One small addition to Brendan's fine answer. From the article you linked, your goal is: "an implementation in which every call to a subroutine always returns in exactly x seconds, where x is the maximum time it ever takes to execute that routine on every possible authorized input." One way to achieve that is to take a high-precision time stamp at the beginning of the function, and then sit in a loop at the end of the function (doing meaningless computations similar to the actual algorithm) until x amount of has passed.Demilitarize
M
6

In the for loop i is incremented by 8 if sizeof(t[0]) is 4.

But I don't understand the reasons why we skip 32 bytes, and not read it fully (to protect against cache timing attacks)?

In the for loop, i is incremented by the equivalent of 32 chars (regardless of what sizeof(t[0]) happens to be) because "32 chars" (or 32 bytes) is what the authors determined is the minimum cache line size for all CPUs they care about. Note that you only need to read from 1 byte of the cache line to ensure that the entire cache line is fetched into cache.

What is the motivation behind sum ^= t[i] and setting ret = sum ?

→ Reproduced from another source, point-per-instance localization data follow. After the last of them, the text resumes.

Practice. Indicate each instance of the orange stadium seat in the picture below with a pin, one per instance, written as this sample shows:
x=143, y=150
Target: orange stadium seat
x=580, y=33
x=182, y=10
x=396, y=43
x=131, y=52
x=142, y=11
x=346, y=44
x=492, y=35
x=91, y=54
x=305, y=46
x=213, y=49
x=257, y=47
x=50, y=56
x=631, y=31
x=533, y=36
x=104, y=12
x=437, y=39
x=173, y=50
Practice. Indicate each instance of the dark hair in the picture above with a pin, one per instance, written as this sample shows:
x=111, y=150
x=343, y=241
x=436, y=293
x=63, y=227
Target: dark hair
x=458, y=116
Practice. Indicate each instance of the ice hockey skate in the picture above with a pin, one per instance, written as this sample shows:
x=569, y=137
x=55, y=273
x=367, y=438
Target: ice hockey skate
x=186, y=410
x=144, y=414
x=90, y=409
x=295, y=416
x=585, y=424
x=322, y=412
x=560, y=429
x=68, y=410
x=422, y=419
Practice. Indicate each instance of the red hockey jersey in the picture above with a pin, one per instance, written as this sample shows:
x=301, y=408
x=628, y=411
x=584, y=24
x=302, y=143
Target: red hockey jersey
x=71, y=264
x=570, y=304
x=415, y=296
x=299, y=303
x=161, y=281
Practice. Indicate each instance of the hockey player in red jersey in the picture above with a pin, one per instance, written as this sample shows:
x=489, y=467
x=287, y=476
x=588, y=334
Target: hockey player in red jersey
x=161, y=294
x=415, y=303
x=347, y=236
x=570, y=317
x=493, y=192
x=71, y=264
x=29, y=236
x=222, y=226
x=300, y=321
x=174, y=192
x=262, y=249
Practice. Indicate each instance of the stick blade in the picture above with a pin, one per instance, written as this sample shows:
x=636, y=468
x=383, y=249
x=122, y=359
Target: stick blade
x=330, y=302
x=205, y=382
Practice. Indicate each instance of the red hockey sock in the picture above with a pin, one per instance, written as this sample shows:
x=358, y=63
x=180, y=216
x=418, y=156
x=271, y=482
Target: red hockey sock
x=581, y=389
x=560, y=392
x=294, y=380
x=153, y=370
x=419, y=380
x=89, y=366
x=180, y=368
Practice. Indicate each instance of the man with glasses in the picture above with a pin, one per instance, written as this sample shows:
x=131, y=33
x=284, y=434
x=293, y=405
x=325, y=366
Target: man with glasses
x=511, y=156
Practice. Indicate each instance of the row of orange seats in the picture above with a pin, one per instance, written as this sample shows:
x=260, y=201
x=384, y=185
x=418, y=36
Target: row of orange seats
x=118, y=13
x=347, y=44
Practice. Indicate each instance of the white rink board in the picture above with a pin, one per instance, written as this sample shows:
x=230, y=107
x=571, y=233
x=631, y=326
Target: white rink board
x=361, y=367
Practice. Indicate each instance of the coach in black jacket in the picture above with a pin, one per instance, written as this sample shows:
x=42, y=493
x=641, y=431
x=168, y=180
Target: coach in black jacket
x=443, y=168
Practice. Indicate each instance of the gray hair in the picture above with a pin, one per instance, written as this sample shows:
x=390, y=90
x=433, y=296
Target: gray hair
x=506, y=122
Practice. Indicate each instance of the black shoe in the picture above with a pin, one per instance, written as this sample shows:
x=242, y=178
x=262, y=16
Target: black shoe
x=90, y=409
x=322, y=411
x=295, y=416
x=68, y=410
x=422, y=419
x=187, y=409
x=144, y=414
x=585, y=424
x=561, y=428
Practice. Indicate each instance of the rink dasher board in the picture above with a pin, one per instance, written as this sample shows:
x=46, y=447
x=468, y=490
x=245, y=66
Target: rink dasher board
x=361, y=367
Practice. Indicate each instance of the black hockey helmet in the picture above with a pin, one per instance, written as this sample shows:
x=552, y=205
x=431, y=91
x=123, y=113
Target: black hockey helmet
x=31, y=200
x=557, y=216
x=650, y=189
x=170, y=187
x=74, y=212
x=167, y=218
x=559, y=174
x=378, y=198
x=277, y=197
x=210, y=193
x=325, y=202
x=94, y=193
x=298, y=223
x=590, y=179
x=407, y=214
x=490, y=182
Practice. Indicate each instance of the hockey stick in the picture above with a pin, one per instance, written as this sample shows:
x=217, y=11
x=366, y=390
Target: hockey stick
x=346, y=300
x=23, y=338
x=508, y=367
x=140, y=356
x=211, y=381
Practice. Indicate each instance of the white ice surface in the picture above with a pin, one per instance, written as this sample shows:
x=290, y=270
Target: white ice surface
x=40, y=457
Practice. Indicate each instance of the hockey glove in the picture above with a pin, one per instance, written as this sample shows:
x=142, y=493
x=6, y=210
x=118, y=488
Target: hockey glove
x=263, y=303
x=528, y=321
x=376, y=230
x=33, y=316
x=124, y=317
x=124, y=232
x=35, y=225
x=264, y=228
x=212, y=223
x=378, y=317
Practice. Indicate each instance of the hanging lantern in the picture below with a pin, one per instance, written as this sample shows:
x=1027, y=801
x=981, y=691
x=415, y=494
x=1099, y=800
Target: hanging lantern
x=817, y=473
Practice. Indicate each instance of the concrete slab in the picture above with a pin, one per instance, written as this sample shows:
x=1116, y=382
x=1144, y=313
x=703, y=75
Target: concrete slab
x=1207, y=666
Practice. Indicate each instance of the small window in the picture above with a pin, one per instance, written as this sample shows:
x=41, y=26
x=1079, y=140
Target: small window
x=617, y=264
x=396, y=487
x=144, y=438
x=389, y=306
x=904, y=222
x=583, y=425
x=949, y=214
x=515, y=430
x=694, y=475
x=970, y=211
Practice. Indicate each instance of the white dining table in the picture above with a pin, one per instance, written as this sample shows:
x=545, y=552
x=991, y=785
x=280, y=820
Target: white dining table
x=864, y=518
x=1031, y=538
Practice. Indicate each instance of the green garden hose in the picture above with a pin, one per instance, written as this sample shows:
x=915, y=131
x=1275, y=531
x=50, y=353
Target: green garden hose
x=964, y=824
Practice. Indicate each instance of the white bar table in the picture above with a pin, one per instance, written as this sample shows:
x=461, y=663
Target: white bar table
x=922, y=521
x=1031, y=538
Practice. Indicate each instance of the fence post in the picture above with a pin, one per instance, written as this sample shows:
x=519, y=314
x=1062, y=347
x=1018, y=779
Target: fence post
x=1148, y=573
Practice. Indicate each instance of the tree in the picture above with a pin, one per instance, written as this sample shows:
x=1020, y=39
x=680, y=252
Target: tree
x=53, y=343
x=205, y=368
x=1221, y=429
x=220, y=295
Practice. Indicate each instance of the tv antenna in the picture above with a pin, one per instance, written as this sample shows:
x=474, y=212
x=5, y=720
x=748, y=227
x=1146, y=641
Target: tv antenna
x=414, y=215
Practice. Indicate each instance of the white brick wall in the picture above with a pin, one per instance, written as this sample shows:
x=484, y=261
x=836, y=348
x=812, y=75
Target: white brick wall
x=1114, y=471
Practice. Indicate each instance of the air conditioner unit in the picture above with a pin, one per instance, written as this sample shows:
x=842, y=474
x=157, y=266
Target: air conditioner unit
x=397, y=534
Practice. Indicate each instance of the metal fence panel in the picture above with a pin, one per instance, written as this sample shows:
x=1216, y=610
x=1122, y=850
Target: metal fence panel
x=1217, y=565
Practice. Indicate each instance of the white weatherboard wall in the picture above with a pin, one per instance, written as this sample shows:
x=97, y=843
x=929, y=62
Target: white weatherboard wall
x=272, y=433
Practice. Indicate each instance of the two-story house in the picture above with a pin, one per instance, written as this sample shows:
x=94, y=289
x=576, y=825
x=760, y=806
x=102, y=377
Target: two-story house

A good compiler will notice that the data you're reading is not used, and will avoid doing an "unnecessary" (for correctness of the "C abstract machine") read to improve performance without knowing that the "unnecessary" read is necessary for reasons that the compiler can't be expected to know about. To prevent the compiler from optimizing like that you need to trick it into thinking the data is actually used, or use volatile. The OpenSSL authors are doing both (trying to trick the compiler into not optimizing by doing the sum ^= t[i] and ret sum; and also using volatile), possibly because (historically) plenty of old compilers had bugs involving volatile.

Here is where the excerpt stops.